The Unitary plan has been in effect for a year and Auckland is seeing a record number of large-scale apartments going up.
While this scale of development is addressing Auckland’s housing shortage, the question that needs to be asked is – at what cost?
Are these kinds of large-scale developments going to be socially effective and sustainable in the long term?
And does this kind of compact living create a community where people feel connected and happy?
According to Maslow’s Hierarchy of Needs Theory, once our physiological and safety needs of shelter, food and security are met; we need human connection and a sense of belonging. Only then can we build self-esteem, pursue our talents and thrive through self-actualisation.
I would argue that a number of Auckland’s new developments are not delivering on Maslow’s third social need, which is critical to the happiness and wellbeing of our society.
What makes a city liveable?
Happy City: Transforming Our Lives Through Urban Design is a book written by Canadian author Charles Montgomery. It gathers insights from psychology, neuroscience, urban planning and social experiments and addresses the crisis of social disconnection in modern cities.
Happy City examines how our cities influence the way we move, behave and feel. The way we build our cities has a direct influence on our happiness as individuals and a society.
According to research, people have a limited capacity to remember faces and develop trust. In a crowded large-scale development, the chances are high that neighbours won’t know each other. People feel anonymous. This can heighten anxiety and cause people to retreat socially.
Happy City has established a formula that suggests the optimal number of households within a cluster is 15 to 20. Residents report a higher level of connection and trust with neighbours and a sense of community.
The larger residential developments should be divided into smaller clusters of households.
Happy City favours three to four-storey buildings, with common areas that cater to a smaller number of households. This reduces perceived density and feelings of crowding.
Neighbours are also more likely to interact and bond with each other when there are fewer people using the same access paths or entrances. Or when they see the same faces at the post box each day.
London has achieved some amazing social outcomes through their urban design of the terraced apartments. The layout reduces perceived density in one of the world’s biggest cities, while the balconies create a visual connection between residences and the street. Neighbours know each other and kind of know their street. This all contributes to feeling protected and safe.

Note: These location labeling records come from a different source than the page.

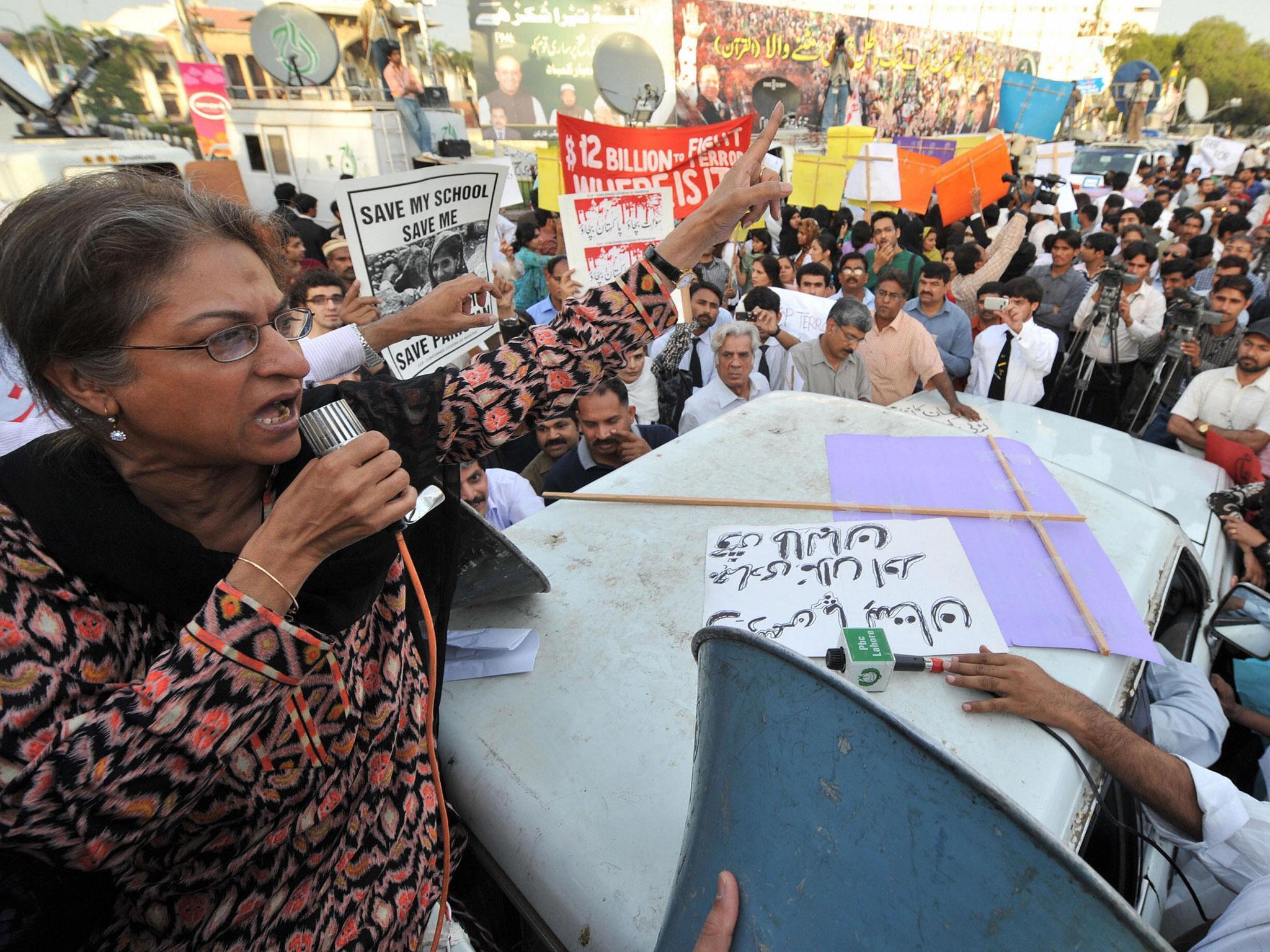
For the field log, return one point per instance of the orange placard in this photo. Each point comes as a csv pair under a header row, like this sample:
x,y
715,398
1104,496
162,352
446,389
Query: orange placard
x,y
980,168
916,179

In this digital age, it’s more important than ever to build housing where we feel socially connected to people.
Creating communal spaces that encourage human interaction brings residents together and fosters relationships. Developers and Architects in Australia seem to have perfected this to some extent with vegetable gardens on rooftops, cafes at ground level that open up for residents and communal spaces where residents can get together and have a barbeque.
How to meet the compact living challenge and make Auckland a ‘happy city’
If we look back at how we have performed over the last year, I would argue that 80 to 90% of the apartment developments that are available or coming online are not focusing on our social well-being. The answer to compact living is not just to build heaps of large-scale apartments.
Compact living is, of course, all very new to Kiwis so the right typology is going to take time to discover. We’re only really just learning how to design apartments and terraced houses.
The apartment units are all good sizes and they’re visually beautiful. But if living spaces and common areas are not designed to achieve good social outcomes and developments are not limited in the number of units provided, we are left with buildings that are cold and sterile with high occupancy turnover.
Only the developers benefit from these types of developments as they end up with big profits – but they are not long-term solutions for the people that have to live in them.
Having been driven by rules for so long, it’s time to start thinking out of the box and looking at Auckland’s urban transformation holistically and from all angles.
It’s our responsibility to make people feel like they’re connected as they transition into city living.
Moving forward, there needs to be more collaboration between Planners, Architects and Developers to create smaller more connected developments.
Low-rise apartments and small-scale terrace developments should be encouraged rather than large-scale (and at times high-rise) apartment developments. These developments should have communal or common areas where residents can meet and congregate. Everything from the interaction with the street, entry location to the corridors should be well thought out so residents can feel safe and connected.
We need to make sure that people can interact, socialise and ultimately be happy in the spaces that we design. Only then can we turn Auckland into the world’s most liveable city.